E appena cominciò la lotta fra Pilî ed Epèi,
io primo uccisi un uomo, Mulío vibratore di lancia,
ed i corsieri gli tolsi dal solido zoccolo. Egli era
740sposo d’Agàmeda bionda, la figlia maggiore d’Augèa,
che tanti farmachi quanti ne nutre la terra, sapeva.
Io lo colpii mentr’egli movea, con la lancia di bronzo.
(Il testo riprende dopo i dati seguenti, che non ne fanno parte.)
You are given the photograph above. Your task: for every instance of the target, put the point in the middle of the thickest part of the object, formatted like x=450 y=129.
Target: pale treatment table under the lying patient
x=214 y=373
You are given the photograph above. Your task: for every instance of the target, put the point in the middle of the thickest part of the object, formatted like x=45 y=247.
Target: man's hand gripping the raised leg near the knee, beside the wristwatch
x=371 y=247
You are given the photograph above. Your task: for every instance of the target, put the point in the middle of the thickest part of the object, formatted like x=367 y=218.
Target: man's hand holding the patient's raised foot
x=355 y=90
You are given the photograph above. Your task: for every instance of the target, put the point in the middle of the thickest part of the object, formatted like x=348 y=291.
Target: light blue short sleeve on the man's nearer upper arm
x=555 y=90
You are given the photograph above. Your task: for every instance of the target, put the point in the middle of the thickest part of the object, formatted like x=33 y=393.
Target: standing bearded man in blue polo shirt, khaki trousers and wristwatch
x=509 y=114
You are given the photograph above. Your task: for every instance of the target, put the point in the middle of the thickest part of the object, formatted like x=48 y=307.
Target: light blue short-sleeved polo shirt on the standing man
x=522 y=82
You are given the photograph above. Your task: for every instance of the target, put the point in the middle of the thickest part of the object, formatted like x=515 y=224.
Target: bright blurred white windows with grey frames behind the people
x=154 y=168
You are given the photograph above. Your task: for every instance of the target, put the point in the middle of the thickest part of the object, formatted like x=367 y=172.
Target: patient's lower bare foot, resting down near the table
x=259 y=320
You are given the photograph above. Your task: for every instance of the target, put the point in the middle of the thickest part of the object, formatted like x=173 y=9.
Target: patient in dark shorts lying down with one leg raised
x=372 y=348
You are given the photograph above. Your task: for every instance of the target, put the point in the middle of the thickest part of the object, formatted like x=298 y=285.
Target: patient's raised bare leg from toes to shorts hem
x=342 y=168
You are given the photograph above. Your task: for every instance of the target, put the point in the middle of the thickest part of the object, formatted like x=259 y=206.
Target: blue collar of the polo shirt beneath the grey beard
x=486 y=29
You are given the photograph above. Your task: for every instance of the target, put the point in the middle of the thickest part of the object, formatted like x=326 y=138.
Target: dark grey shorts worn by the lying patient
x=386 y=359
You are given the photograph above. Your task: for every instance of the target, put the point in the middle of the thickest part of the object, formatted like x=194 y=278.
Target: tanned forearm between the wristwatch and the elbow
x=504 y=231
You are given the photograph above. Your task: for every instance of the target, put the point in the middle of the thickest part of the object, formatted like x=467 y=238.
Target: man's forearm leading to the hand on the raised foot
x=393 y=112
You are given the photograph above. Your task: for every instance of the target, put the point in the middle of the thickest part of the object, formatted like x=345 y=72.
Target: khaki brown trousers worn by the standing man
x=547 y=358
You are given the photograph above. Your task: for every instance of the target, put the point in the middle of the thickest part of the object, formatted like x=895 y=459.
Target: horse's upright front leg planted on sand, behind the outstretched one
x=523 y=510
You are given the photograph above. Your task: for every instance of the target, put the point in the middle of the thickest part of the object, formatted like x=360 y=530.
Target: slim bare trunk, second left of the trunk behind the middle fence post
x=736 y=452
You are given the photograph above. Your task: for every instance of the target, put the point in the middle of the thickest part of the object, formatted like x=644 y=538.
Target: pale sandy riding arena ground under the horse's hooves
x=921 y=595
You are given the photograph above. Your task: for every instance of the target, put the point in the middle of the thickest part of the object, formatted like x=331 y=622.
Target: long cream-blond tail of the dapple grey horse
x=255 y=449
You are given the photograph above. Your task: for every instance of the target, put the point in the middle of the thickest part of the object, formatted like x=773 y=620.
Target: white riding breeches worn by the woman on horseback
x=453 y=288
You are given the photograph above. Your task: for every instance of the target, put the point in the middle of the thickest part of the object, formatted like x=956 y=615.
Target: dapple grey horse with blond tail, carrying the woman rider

Giú nella polvere cadde; ed io mi lanciai sul suo carro,
e fra le prime file proruppi. E fuggiron gli Epèi,
745chi qua, chi là, quand’ebbero visto cadere un guerriero
dei cavalieri guida, che primo era ognor nelle zuffe.
Io sopra lor mi lanciai, che sembravo una negra procella,
e ben cinquanta carri predai: due guerrieri prostrati
da me, presso ogni carro, la polvere morser coi denti.
750E d’Attoríone i figli, spenti anche, i Molíoni avrei,
se non li avesse allora salvati Posídone, il Nume,
che dalla zuffa lungi li trasse, nascosti di nebbia.
E qui Giove gran vanto concesse alle genti di Pilo:
ché tanto l’incalzammo traverso la vasta pianura,
755d’uomini strage facendo, facendo bottino dell’armi,
sinché sovra Buprasio ferace di biade, e d’Olène
verso la rupe, i cavalli spingemmo, ove il colle d’Alisio
prende il suo nome: di qui distolse l’esercito Atena.
L’ultimo qui lasciai nemico trafitto; e gli Achei
760via da Buprasio a Pilo guidarono i ratti corsieri,
gl’inni fra i Numi a Giove, fra gli uomini a Nèstore alzando.
Tal fui, se pure io fui, tra gli uomini. Invece il Pelíde
dal suo valore trae vantaggio solo esso. Ma credo
che assai pianger dovrà, quando vegga le schiere distrutte.